XHPEEN-FM
- Sabinas, Coahuila; Mexico;
- Broadcast area: Sabinas, Coahuila
- Frequency: 102.3 MHz
- Branding: Espacio 102.3

Programming
- Format: Cultural

Ownership
- Owner: Radio Medios de Monclova; (Fundación de la Radio Cultural, A.C.);
- Sister stations: XHFRC-FM Monclova, XHPEDM-FM Cuatro Ciénegas, XHPEEI-FM Ciudad Acuña, XHPEAE-FM Ríoverde, SLP

History
- First air date: October 8, 2019
- Call sign meaning: (templated callsign)

Technical information
- Licensing authority: CRT
- Class: A
- ERP: 3 kW
- HAAT: 13.4 m (44 ft)
- Transmitter coordinates: 27°50′54″N 101°07′12″W﻿ / ﻿27.84833°N 101.12000°W

= XHPEEN-FM =

Radio station in Sabinas, Coahuila

XHPEEN-FM is a noncommercial radio station on 102.3 FM in Sabinas, Coahuila. It is known as Espacio 102.3 and carries a cultural format.

==History==
On June 10, 2013, Fundación de la Radio Cultural, A.C., applied for a new permit FM station at Sabinas.

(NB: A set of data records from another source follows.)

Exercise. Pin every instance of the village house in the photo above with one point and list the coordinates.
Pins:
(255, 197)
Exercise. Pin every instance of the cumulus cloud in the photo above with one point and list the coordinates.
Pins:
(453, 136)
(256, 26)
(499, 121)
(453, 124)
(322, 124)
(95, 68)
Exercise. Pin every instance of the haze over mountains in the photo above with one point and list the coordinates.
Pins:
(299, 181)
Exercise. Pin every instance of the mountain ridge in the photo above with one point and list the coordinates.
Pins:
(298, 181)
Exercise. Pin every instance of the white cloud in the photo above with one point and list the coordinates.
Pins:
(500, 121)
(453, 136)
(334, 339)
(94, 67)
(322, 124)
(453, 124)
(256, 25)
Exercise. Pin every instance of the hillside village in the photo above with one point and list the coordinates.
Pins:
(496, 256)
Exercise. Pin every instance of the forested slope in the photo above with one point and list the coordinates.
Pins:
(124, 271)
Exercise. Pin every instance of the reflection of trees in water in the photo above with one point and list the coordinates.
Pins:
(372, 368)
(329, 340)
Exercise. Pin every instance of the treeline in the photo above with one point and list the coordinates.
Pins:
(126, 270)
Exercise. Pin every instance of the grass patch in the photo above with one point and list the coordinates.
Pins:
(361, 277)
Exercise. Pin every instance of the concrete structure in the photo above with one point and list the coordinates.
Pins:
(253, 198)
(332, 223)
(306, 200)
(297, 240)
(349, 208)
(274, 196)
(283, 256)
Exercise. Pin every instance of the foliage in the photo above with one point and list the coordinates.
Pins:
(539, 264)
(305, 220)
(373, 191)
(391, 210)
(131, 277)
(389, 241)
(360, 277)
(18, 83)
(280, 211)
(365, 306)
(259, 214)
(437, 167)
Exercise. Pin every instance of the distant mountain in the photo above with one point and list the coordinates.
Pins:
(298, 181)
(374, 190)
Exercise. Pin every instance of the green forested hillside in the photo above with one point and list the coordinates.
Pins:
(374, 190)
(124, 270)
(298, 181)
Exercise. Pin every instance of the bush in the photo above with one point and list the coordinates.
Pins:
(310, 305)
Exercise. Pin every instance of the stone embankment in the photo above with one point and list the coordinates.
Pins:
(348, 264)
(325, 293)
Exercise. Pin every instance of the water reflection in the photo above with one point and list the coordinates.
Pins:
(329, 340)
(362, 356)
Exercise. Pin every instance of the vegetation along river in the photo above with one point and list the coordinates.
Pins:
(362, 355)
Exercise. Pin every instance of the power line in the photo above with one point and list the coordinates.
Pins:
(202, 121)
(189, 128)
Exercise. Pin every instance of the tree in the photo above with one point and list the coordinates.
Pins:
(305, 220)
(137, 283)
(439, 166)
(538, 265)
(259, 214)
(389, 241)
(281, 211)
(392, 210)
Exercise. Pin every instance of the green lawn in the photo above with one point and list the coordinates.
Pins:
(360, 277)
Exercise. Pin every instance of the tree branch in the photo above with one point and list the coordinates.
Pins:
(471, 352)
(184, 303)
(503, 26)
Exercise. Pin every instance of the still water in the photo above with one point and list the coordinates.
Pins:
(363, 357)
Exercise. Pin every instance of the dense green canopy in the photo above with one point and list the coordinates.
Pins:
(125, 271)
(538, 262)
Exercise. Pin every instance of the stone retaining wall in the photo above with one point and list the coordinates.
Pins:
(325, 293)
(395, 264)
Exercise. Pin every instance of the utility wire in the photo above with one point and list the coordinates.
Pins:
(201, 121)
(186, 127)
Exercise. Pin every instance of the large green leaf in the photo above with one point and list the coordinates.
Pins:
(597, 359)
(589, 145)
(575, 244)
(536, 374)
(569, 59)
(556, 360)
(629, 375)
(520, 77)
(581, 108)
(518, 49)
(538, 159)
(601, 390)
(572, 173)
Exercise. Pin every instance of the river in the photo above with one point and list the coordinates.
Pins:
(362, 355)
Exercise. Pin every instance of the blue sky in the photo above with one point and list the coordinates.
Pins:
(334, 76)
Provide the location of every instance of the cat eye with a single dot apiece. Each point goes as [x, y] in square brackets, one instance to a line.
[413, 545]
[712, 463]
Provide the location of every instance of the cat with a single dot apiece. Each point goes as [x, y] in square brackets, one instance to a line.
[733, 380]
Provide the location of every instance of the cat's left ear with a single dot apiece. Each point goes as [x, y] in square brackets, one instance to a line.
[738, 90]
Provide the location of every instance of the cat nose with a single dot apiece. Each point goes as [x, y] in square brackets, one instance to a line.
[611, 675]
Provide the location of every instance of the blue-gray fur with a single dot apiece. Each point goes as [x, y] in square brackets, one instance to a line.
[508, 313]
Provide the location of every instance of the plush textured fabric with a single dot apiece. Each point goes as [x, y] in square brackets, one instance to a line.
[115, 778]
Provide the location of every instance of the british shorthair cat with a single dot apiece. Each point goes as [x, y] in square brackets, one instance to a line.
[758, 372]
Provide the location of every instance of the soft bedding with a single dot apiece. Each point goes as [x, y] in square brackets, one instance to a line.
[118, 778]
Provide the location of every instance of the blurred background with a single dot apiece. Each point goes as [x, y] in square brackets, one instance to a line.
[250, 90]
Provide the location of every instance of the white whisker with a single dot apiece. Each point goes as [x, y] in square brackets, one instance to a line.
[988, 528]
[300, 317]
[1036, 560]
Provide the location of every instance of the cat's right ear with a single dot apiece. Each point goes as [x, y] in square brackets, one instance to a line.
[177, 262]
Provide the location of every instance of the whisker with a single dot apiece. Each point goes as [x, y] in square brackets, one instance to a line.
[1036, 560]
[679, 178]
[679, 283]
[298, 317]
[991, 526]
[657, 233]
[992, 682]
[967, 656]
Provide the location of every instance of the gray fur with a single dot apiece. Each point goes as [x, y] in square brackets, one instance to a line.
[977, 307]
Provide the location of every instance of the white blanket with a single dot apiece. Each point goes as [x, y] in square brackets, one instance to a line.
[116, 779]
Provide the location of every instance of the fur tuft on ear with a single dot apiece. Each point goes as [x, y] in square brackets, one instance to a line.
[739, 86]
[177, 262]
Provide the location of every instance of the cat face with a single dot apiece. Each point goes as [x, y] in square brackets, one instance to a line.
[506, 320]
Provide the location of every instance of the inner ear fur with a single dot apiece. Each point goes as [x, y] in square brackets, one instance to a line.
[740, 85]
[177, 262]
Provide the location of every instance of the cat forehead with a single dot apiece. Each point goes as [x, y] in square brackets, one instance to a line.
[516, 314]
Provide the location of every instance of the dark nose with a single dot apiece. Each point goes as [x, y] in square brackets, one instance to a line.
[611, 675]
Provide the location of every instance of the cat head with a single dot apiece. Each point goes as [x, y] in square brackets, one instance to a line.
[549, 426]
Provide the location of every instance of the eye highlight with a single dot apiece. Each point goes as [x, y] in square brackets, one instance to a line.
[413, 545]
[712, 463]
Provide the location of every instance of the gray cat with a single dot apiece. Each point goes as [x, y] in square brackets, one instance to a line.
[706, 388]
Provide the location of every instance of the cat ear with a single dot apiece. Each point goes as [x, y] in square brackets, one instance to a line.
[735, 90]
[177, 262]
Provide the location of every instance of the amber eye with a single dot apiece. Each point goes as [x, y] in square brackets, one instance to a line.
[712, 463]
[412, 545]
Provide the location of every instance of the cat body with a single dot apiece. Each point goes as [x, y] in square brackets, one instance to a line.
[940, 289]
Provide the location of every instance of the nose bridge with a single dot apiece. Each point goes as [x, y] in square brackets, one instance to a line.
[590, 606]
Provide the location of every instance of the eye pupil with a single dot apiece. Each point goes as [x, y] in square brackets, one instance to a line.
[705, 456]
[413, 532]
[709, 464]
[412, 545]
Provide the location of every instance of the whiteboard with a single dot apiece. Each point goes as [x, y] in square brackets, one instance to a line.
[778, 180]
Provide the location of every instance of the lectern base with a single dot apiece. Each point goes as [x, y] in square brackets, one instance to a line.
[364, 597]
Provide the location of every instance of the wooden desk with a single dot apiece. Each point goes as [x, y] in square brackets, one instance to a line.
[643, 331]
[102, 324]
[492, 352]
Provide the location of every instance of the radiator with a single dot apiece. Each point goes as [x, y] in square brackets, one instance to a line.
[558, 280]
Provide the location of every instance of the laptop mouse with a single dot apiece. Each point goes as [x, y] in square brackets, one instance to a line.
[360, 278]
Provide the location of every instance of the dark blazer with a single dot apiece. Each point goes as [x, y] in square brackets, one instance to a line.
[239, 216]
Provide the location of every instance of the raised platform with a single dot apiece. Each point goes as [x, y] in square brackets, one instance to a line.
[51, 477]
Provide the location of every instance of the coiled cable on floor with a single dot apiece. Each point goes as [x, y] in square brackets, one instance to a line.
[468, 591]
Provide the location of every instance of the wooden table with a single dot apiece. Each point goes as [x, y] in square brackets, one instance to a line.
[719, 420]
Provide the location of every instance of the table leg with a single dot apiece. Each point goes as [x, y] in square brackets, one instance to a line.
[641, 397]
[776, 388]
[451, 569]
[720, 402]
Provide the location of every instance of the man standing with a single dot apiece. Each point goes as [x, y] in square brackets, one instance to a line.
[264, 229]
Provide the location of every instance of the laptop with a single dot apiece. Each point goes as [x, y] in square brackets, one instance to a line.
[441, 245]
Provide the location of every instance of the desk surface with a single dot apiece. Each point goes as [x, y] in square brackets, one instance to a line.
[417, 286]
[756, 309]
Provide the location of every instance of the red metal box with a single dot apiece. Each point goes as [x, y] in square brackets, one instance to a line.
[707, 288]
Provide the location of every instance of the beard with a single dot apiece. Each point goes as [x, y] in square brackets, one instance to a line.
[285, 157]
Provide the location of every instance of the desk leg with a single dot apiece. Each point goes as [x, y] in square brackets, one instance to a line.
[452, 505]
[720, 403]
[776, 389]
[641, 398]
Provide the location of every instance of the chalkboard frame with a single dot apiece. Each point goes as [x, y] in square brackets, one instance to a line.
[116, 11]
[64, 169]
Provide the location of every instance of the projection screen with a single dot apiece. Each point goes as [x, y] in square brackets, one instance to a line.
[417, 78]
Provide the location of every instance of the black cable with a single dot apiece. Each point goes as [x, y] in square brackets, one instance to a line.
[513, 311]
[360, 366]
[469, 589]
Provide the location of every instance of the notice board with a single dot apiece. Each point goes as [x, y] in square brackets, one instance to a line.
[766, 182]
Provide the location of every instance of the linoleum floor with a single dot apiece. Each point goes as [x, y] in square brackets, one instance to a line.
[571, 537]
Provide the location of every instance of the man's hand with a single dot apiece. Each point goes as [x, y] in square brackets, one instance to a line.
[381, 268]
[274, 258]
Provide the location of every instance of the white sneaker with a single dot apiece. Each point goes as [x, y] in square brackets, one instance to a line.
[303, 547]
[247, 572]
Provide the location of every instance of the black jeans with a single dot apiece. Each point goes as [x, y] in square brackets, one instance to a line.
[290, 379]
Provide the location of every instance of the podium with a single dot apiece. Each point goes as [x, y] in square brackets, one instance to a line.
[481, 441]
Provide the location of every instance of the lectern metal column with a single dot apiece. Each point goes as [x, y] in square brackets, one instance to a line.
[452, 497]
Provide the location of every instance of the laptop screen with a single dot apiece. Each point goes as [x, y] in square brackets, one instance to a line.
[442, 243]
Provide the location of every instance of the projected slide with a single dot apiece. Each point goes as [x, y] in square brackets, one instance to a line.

The application along with two others by FRC for new social stations in Coahuila was approved by the Federal Telecommunications Institute on November 28, 2018. XHPEEN-FM was the first of the four new Espacio stations to begin broadcasting, doing so on October 8, 2019.